We, are the parents of student’s name, and we believe he/she may have an unidentified disability. Student’s name has been diagnosed with [insert diagnosis]. We have observed that he/she has experienced a loss of his/her ability to make voluntary movements and/or to use speech meaningfully. The following difficulties support our concern that there may be another unidentified disability. Student’s name is unable to tell someone what she wants and needs; he/she cannot share information with someone; Student’s name is unable to establish social closeness with peers; and he/she is unable to use social etiquette or manners.

“If you want to know what it is like to be unable to speak, there is a way. Go to a party and don’t talk. Play mute. Use your hands if you wish, but don’t use paper of pencil. Paper and pencil are not always handy for a mute person. Here is what you will find: people talking, talking behind, beside, around, over, through, and even for you; but never with you. You are ignored until finally you feel like a piece of furniture”.

Rick Creech

(A person with severe communication disabilities)

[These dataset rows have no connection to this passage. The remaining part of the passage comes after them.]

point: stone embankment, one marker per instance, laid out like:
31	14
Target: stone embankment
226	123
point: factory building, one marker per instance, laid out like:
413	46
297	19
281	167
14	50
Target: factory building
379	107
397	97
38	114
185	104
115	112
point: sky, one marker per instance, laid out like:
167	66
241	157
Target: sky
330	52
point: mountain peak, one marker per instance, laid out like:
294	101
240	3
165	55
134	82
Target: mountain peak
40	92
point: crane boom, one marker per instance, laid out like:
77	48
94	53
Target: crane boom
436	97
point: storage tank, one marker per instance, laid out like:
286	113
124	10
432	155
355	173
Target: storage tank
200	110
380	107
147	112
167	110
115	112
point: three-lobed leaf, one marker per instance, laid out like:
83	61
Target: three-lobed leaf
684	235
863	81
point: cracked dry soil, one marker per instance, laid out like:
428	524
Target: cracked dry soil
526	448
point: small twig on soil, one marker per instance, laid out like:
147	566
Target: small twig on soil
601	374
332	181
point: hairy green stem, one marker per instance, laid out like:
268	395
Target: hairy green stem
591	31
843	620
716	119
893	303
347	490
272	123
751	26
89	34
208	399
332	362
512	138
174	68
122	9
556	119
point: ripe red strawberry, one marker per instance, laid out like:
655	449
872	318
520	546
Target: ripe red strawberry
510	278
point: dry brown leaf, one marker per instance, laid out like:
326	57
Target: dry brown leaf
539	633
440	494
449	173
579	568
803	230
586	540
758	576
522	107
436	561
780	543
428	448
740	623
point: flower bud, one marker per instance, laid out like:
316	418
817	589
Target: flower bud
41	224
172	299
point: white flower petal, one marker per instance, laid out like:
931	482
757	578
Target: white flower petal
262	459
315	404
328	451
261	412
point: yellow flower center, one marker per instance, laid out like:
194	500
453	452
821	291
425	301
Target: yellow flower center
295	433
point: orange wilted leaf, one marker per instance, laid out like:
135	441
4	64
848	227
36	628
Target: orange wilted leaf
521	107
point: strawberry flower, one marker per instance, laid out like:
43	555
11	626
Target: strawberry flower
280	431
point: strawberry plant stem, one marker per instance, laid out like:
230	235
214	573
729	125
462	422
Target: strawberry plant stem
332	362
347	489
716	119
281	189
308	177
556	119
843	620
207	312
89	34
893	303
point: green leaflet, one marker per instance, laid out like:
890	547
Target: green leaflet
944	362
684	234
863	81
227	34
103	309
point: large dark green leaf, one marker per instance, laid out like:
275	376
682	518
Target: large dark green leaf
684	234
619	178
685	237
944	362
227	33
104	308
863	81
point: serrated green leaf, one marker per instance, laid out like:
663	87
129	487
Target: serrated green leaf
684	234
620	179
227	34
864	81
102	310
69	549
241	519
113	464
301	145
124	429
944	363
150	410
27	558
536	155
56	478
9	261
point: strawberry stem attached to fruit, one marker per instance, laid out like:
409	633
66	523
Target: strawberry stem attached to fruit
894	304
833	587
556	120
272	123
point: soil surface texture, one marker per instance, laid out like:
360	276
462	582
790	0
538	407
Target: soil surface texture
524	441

We are requesting a complete communication and Assistive Technology Evaluation. Please schedule these evaluations in compliance with the Individuals with Disabilities Education Act [IDEA] and Section 504 of the Rehabilitation Act of 1973. Please consider this letter my consent to evaluate student’s name for special education and related services. Obviously, student’s name, the school district and we will feel much better once we have an understanding of what student’s name needs, so we would appreciate it if you would schedule the evaluations as quickly as possible. Please call us at home to arrange times and places. I will need copies of all evaluations at least 3 school days before the IEP Team meeting. I will advise you of my IEP Team availability dates by separate letter.

Thank you for giving this letter your immediate attention. We will work with you to address and achieve student’s name educational goals.